Review of "Past Life" by Gloria Geller

Film Review of “Past Life”
              by Gloria Geller
Watch the trailer .........
The Israeli film “Past Life” directed by Avi Nesher with actors Joy Rieger, Nelly Tagar, Doron Tavory and Rafael Stachowiak and dialogue in Hebrew, Polish, German, with English subtitles, is a powerful, moving film based on a true story drawn from Dr. Baruch Milch’s journal, supplemented by the experiences of his two daughters.   Surrounding the film is the music, including the compositions of Milch’s daughter Ella Milch Sherrif who is the model for Sephi in the film.  The film raises questions for the two daughters of an Israeli gynecologist about what their father did in Poland during WW11.  This film can be seen as a Holocaust film with a twist.
It opens with Sephi the younger daughter, a music student, going to Berlin to perform with a choir from a music academy in Jerusalem.  In the concert hall after the performance a Polish woman comes up to her and starts yelling at her that her father, whom she resembles, is a murderer.  The woman’s son, the conductor Thomas Zielinski, draws his mother away and apologizes to Sephi.
Upset by this outburst and back in Israel under prodding by her older sister Nana, she divulges what has upset her.  Nana, a more volatile character than Sephi, who had been abused by their controlling father, is determined to find out what this is all about.  They look up a dance instructor who tells them their father had been married before and had a son.  She also puts them onto another long time acquaintance of their father who gives them disturbing information.  They also learn that their father, his first wife and son had been hidden in the cellar of a Polish family who had the same last name as the woman who accused him of being a murderer. 

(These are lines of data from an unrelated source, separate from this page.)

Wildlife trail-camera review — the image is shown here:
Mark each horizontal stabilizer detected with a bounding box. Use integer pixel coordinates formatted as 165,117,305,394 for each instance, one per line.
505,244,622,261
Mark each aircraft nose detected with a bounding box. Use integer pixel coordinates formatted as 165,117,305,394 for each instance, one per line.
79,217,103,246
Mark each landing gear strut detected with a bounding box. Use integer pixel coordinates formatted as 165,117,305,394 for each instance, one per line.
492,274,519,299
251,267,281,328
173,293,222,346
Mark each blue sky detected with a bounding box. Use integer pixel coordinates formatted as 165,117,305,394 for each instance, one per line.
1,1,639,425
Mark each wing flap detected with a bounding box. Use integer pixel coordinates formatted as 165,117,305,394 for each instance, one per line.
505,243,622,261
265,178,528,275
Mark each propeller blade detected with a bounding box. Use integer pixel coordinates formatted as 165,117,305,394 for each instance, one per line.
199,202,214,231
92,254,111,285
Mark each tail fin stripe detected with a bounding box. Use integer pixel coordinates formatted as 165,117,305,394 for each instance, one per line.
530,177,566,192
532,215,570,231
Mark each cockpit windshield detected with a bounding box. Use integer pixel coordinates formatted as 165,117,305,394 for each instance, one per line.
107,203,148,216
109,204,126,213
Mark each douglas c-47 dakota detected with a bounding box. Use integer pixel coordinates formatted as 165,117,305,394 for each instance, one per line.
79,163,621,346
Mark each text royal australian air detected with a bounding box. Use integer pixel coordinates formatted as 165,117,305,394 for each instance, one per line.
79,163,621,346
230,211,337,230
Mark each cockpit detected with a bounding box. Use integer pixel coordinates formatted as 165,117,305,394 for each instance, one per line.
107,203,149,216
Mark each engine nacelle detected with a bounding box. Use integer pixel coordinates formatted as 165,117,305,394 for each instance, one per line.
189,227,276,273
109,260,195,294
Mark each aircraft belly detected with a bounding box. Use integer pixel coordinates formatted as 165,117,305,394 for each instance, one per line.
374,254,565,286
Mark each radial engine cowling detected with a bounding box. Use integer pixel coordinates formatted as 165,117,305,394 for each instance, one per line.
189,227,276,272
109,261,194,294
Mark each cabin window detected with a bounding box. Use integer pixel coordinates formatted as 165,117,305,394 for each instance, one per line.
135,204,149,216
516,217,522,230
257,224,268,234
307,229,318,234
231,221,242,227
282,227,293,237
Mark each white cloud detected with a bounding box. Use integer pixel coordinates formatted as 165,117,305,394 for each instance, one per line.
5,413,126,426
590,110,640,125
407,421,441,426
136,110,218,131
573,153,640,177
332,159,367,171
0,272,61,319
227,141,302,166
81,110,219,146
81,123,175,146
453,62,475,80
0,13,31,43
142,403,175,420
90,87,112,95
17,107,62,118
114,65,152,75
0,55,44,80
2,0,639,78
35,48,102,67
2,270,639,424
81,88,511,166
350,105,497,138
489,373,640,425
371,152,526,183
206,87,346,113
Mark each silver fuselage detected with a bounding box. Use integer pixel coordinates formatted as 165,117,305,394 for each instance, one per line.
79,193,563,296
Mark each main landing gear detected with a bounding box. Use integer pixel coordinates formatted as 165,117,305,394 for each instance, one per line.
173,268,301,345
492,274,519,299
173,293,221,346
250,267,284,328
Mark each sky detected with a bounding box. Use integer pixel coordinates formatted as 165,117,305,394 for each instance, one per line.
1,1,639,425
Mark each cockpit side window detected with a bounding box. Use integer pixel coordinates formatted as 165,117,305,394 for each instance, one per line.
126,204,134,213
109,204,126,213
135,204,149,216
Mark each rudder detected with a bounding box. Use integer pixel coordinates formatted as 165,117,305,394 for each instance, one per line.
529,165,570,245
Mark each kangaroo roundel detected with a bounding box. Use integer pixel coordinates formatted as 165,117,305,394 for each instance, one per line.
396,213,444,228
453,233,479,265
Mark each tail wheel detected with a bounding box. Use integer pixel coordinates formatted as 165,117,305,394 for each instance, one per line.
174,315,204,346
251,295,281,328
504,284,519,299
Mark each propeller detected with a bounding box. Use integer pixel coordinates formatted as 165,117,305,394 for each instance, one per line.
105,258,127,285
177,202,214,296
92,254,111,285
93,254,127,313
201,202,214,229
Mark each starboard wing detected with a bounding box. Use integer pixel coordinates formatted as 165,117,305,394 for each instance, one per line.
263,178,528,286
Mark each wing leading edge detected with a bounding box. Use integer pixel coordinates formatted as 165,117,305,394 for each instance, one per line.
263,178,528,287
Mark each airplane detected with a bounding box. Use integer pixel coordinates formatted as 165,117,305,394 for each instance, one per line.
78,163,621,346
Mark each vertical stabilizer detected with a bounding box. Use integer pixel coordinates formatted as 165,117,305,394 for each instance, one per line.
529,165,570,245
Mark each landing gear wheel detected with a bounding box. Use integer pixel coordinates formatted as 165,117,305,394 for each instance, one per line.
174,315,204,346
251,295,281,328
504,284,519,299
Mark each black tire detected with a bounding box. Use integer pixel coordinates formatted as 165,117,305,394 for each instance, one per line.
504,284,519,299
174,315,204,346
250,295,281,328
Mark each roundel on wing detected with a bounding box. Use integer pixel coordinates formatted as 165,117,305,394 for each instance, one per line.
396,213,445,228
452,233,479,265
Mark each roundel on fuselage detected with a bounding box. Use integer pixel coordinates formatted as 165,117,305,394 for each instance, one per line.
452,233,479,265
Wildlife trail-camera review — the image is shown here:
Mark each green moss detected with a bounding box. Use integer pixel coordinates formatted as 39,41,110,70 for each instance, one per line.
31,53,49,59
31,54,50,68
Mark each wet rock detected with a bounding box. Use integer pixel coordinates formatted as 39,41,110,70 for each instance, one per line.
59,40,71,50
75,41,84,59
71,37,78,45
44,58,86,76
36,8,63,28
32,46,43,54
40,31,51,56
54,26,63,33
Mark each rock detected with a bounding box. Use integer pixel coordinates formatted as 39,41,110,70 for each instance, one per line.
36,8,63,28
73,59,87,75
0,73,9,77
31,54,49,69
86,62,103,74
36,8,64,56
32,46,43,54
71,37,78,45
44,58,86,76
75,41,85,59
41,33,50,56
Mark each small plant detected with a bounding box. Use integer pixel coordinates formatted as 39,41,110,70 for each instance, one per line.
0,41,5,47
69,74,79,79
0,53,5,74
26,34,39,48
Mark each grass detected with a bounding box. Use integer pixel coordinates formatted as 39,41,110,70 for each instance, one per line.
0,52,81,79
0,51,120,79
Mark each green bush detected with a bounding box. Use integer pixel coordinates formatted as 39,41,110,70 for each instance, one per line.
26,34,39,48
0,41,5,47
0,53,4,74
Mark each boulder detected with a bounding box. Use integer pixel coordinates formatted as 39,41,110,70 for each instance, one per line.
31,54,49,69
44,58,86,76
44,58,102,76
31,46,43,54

In the meantime Thomas Zielinski, the Polish conductor comes to Israel on the invitation of the head of the Music Academy where Sephi is a student.  He is supportive of her and encourages her to branch out as a composer something she has been discouraged to do by the chauvinist head of the Academy.  He also invites her to come to Warsaw to sing.  Her parents are reluctant for her to go to Poland fearful she will uncover their secret. 
However, realizing they can’t keep their past life secret any more, the father agrees to recount his story to both sisters.  He also tells them that he left a journal in a Polish archive with the full story.  While Sephi goes to Poland to sing and to search for the journal, Nana becomes very ill, believing she is being punished for what she believes to be her father’s sins.  She doesn’t believe he is telling them the truth.  Sephi feels that she must find the journal in order to save her sister’s life.  Sephi also tries to reach out to Thomas’ mother who rebuffs her.  Thomas doesn’t know what secrets his mother is holding onto.
We are further drawn into the complex unwinding of this story, not knowing what to believe, while suspecting the worse.  The mysterious connection between the two families, Polish and Jewish with its roots in the darkest days of World War 11 takes us much deeper into the experiences of these very human beings who struggled to survive under impossible conditions.  The film also shows us that nothing is ever left behind as we observe the impact on the next generation of being the children of these survivors.